| Malawi AIDS deaths drop 10 percent, 
                      local free drugs study shows   Published in HIV/AIDS News by LearnScapes, issue 296 
                      09/05/2008
 Distributing free anti-HIV drugs in a district of AIDS-ravaged 
                      Malawi helped cut the death toll by 10 percent within eight 
                      months, according to a study published on Saturday by The 
                      Lancet. The southern African country introduced free antiretroviral 
                      therapy from 2004, thanks to help from the Global Fund for 
                      AIDS, Tuberculosis and Malaria, and by 2006 the drugs were 
                      reaching more than 80,000 patients. Doctors from the London 
                      School of Hygiene and Tropical Medicine and Malawi's Karonga 
                      Prevention Study carried out an investigation among 32,000 
                      people in the rural northern district of Karonga to gauge 
                      the impact on AIDS mortality after a free drugs clinic opened 
                      there in June 2005. Eight months after its opening, the clinic was treating 
                      107 patients out of an estimated 334 who were in urgent 
                      need of the drugs. The overall death rate among local adults 
                      aged 15-59 – the most exposed group to AIDS – 
                      fell by 10 percent compared with the three years before 
                      the clinic opened. In absolute terms, this translates into 
                      nine lives saved. The authors noted, for instance, the key 
                      role of transport in helping rural patients. The decline in mortality in Karonga was most dramatic (35%) 

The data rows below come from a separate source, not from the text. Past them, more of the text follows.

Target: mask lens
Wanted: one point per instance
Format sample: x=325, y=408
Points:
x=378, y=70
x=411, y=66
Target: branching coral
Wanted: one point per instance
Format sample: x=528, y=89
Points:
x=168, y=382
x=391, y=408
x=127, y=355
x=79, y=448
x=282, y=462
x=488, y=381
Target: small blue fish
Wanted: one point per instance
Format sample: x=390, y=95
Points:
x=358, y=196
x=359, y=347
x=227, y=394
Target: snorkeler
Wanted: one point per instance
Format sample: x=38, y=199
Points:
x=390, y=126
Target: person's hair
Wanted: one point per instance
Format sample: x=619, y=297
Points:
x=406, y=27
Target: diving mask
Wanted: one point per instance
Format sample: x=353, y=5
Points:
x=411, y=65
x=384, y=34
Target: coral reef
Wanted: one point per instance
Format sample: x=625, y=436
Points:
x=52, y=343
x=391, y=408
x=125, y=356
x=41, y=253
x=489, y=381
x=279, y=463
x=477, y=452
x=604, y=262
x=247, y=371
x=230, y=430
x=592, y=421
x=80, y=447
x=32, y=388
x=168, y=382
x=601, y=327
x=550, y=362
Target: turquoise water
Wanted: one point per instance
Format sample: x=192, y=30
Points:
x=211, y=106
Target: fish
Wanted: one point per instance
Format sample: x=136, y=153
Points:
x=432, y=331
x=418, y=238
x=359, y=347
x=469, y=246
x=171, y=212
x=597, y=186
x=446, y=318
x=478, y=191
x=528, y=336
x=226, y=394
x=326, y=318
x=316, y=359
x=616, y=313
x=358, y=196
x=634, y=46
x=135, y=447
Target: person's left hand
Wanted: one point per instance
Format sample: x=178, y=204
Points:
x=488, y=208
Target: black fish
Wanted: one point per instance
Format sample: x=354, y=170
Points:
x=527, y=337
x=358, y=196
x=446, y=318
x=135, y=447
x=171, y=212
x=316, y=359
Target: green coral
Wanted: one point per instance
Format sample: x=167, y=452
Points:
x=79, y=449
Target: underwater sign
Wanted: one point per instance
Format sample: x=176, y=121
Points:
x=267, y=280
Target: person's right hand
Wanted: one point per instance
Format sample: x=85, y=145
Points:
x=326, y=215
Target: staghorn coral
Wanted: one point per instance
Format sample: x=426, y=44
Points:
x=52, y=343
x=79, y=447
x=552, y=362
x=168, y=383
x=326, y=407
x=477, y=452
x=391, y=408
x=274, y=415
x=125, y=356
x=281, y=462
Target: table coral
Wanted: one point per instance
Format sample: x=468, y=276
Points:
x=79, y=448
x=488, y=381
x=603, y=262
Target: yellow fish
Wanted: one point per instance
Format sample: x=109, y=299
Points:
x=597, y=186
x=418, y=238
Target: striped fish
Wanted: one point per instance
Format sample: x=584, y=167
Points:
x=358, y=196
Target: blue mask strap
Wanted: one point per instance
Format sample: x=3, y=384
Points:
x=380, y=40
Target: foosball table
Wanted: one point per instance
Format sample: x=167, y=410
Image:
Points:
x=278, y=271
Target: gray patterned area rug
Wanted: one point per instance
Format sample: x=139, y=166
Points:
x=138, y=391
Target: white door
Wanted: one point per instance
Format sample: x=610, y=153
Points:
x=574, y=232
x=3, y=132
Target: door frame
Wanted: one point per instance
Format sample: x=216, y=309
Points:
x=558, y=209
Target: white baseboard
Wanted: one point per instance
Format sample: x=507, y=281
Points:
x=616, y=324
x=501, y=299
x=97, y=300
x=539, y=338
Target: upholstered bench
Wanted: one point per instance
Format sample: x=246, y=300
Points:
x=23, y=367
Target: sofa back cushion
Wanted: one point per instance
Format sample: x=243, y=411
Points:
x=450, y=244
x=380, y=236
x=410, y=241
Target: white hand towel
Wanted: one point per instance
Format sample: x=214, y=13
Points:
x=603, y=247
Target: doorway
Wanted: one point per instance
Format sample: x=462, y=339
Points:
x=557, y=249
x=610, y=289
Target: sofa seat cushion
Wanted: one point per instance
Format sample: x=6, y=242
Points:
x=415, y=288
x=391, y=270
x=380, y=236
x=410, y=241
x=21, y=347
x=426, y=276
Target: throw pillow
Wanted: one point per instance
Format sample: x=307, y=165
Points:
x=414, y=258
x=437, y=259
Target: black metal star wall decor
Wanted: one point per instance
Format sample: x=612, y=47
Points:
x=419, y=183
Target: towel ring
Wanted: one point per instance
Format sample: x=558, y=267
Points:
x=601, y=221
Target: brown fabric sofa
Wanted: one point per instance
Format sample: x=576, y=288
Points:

                      among people who lived close to a main highway that bisects 
                      the area and who thus had easier access to the clinic. In 
                      remote areas, though, the death rate actually went up. Around 
                      one in seven of the adult population in Malawi has HIV, 
                      a figure that has remained roughly stable since the late 
                      1990s, according to figures cited in the study.  Around 33 million people around the world are infected 
                      with the human immunodeficiency virus (HIV) that causes 
                      AIDS, according to the agency UNAIDS. Two thirds of them 
                      are living in sub-Saharan Africa, where many countries, 
                      especially in the south, were hit by a long delay in securing 
                      a fall in the price of antiretroviral drugs that were rolled 
                      out in the West in the mid-1990s.